There is a barrier between us, a barrier that keeps words in my mouth as if they were bullets or as dangerous as. Sometimes, while on duty guarding my side of the border, I slip and accidentally fire my gun over the wall. Then I wait. Did I hit someone? Will they fire back? Dios mío, I'm going to be shot.

The last time she stopped talking to me I was home for winter break, sophomore year. My family had played Yahtzee! while I was at work that night. The game was still out on the kitchen table. There were cold cuts in the fridge so I made myself a sandwich for work in the morning. I knew I would forget it if I didn't leave a note for myself, so I looked around for a piece of paper.
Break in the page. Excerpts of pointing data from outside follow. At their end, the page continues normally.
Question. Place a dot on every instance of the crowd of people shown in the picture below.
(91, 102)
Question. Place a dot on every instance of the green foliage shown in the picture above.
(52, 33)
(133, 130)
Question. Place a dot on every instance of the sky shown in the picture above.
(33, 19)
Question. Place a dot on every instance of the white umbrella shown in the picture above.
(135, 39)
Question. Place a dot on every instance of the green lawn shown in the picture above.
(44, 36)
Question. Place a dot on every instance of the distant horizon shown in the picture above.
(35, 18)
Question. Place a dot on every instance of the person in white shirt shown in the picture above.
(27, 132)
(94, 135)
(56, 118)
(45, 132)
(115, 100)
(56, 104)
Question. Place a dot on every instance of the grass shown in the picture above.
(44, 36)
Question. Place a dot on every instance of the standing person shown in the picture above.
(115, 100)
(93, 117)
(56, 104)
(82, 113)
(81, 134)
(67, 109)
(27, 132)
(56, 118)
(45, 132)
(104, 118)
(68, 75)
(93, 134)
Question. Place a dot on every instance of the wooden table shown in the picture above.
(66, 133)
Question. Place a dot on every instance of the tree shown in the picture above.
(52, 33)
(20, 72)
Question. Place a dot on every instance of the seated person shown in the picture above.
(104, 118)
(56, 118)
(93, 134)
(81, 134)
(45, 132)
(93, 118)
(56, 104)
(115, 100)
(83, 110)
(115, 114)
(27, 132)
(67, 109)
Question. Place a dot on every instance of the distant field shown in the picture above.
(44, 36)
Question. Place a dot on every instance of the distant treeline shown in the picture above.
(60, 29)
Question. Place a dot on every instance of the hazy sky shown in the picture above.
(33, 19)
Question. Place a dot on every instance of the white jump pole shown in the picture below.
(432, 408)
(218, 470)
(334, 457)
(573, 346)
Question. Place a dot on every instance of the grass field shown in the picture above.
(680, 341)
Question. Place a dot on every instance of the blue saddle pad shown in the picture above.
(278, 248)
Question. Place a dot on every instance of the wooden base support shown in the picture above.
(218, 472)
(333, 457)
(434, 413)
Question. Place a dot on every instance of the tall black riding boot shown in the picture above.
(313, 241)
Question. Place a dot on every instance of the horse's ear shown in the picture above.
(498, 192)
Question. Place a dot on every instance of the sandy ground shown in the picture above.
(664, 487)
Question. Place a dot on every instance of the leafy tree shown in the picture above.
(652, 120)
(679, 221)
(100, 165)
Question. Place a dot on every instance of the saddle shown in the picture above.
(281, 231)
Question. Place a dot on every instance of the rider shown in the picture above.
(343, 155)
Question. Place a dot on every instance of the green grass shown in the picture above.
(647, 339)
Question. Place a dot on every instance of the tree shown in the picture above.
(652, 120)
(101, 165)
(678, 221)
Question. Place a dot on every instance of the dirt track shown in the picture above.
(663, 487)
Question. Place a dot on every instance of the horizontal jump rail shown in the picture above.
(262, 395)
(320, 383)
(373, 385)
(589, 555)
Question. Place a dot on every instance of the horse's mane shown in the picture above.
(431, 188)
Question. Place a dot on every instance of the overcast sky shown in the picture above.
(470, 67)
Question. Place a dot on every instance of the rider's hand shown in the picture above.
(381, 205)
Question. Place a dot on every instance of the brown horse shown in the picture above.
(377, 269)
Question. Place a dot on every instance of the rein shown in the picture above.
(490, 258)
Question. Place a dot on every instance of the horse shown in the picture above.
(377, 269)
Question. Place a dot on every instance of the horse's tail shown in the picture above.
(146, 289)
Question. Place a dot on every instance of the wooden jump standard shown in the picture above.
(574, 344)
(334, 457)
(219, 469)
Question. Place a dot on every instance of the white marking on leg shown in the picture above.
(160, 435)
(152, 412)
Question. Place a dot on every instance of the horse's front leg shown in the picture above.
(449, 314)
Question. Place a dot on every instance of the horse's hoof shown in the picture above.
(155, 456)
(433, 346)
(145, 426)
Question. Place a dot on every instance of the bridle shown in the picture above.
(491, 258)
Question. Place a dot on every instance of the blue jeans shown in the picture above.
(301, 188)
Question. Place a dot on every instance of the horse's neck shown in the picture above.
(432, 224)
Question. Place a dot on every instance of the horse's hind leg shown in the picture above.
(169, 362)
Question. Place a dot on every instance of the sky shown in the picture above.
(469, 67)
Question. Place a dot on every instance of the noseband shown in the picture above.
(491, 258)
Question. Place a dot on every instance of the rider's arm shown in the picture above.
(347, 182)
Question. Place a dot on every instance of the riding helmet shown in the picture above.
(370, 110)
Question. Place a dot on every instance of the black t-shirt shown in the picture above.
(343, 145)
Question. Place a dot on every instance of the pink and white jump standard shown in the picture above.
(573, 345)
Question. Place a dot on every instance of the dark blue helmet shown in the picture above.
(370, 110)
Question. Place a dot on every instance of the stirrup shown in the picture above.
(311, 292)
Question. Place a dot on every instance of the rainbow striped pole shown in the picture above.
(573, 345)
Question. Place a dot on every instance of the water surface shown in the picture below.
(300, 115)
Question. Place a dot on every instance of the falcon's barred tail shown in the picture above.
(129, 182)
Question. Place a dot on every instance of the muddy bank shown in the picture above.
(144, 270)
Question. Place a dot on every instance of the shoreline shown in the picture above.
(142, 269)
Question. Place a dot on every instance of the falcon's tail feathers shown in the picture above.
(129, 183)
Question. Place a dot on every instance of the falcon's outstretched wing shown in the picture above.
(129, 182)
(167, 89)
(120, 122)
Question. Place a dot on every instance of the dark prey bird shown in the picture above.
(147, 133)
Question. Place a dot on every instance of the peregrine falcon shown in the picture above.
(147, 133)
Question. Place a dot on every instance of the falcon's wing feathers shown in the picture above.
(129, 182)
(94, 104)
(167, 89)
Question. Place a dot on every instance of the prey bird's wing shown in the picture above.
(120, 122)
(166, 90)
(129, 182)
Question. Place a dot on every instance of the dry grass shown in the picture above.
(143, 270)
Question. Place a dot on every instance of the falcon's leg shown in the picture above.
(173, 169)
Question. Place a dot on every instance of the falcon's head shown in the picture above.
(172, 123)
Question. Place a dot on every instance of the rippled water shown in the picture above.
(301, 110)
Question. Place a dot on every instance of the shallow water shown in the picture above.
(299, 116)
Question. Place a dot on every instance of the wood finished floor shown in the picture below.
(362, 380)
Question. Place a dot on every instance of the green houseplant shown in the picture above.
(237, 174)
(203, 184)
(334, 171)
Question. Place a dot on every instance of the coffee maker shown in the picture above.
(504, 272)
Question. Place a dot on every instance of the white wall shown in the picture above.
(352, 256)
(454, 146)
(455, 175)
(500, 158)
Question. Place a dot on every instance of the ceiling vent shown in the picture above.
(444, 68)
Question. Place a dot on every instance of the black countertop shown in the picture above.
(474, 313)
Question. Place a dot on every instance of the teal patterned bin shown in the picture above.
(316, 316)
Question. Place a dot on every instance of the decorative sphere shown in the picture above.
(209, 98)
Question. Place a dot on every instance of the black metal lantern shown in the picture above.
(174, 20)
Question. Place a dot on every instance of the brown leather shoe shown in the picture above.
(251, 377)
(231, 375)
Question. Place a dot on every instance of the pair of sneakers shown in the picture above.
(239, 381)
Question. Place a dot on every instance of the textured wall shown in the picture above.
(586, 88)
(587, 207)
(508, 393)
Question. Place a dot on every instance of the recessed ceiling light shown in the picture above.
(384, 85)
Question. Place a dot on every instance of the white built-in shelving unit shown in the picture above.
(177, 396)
On the table I found the thick pad of Yahtzee! scorecards and ripped one off. I wrote, "take lunch" on the blank side in marker and taped it to the fridge. My mother was in the kitchen too. "What's wrong with you!" she screamed at me. "You selfish bitch, you ruined it! Why would you ruin a perfectly good scorecard!"
She didn't walk to me for the rest of the week. At twenty years old I did not apologize. I did not sit outside her bedroom door all night, crying and hoping she would acknowledge my wailing, acknowledge my existence and talk to me. I stopped all that halfway through high school, when at some point on my journey to maturity I realized that it wasn't my fault.
My mother was sick. She couldn't recognize it and my father refused to accept it. But I realized it when my father told me that just after I was born, he left her. I was 16 when he told me. She had become catatonic. She cried all the time, hardly ever moving from her bed. It lasted longer than any postpartum depression, and eventually my father just left. He couldn't take it anymore. "She's crazy," he said. "She's gotten increasingly better over the years, but she's crazy. You know. The only reason I came back was because I know if I didn't that you'd die. And so would she! She's lay in that goddamn bed 'til you both starved to death! Crazy woman."

Crazy. What did that mean? If only he cared enough to understand what he even meant... crazy. Why didn't she get help?

I still talk to my mother hesitantly; the barrier holds strong. I still hold back anything of importance. I don't apologize, but tip toe around her as if she were made of glass, or as if she were a landmine, or my mouth was a loaded gun. I believe that barrier between us has kept her from being a real mother. She is a mother and I am her daughter only at surface level. Our relationship never reaches any deeper.

I came to understand that not only does the wall betwixt us keep my thoughts, my feelings, my words inside me, but it also does the same to her. She does not talk about her feelings, her fears, her anything! Not to me, not to anyone. She does not talk, period, when she needs to the most. It's not her fault, I don't think. It's not my fault either. But she has put up the wall because she... not exactly does not want to talk about it, but she can't. She has repressed her emotions for too long. It's not me that she denies exists when she stops talking; it's her own emotions.